According to the Centers for Disease Control and Prevention, the vaccination rate for children in the United States is at 72.2 percent for completed combined 7-vaccine series, specifically looking at kids aged 19 to 35 months old. These seven vaccines target some of the worst childhood diseases that can easily be prevented by proper immunization, including measles, pertussis, and polio. Under the Affordable Care Act, CDC-recommended vaccines had to be covered by health insurers, at no cost to the patient through co-pays or deductibles. Vaccination coverage is part of the ACA's essential benefits that fell under preventative care. The Senate health care bill guts essential benefit coverage, putting vaccination rates at critical risk.

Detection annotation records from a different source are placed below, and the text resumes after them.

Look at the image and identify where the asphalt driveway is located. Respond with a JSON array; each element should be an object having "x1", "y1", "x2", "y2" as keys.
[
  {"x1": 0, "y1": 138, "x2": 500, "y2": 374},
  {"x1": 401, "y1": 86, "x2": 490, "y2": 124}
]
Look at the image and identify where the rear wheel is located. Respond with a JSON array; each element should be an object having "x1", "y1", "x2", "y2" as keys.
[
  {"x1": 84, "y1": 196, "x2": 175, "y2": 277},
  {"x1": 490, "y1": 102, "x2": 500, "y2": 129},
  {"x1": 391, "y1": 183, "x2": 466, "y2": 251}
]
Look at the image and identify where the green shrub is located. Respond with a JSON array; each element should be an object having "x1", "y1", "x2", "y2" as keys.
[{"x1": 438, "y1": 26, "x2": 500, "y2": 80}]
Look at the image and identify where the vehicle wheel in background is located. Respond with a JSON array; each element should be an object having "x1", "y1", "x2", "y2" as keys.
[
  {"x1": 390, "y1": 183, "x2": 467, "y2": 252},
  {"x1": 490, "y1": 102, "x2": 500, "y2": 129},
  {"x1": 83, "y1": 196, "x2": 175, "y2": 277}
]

As of 2015 data from the CDC, the vaccine rate for the DTaP vaccine that protects against diphtheria, tetanus, and pertussis approaches 85 percent. The MMR vaccine rate — measles, mumps, and rubella — is nearly at 92 percent. These are incredibly important numbers, where even one-tenth of a percent can make a world of difference within local communities. It all comes down to herd immunity, which those who are too young to be vaccinated or are otherwise medically compromised to receive vaccines must rely on in order to prevent contracting these vaccine-preventable diseases.

Different diseases have different herd immunity thresholds at which vaccination rates make it extremely difficult for the unvaccinated to contract these diseases. Diphtheria only needs an 85 percent vaccination rate to trigger herd immunity in any given community, while pertussis — more commonly known as whooping cough — needs as much as 92 to 94 percent, according to NOVA. Meanwhile, measles has a much broader herd immunity threshold, from 83 to 94 percent.

According to Scientific American, the risks posed by lowered vaccination rates as a result of the Affordable Care Act health care replacement bill far outweigh the cost savings the GOP has proposed. In addition to allowing states to apply for essential benefit waivers, there's an even more direct assault on vaccination funding within the Senate bill: It would slash all funding from the Prevention and Public Health Fund, a fund that helps finance childhood vaccinations. Study after study shows that when health care is too costly, people don't go to the doctor — even for something as critical as childhood vaccines.

Even though President Donald Trump claimed "Nobody knew health care could be so complicated," vaccination rates and health care outcomes are all a numbers game — and it's nothing more complicated than simple math. When vaccinations go up, the spread of vaccine-preventable diseases goes down. If we make it harder for Americans to vaccinate their children due to cost, then the spread of these diseases are likely to increase.

With Trumpcare gutting funds and health care coverage, there will be little to no money left in public health coffers to fight community outbreaks — much less in parents' wallets to treat sick children who should have never contracted these preventable diseases in the first place.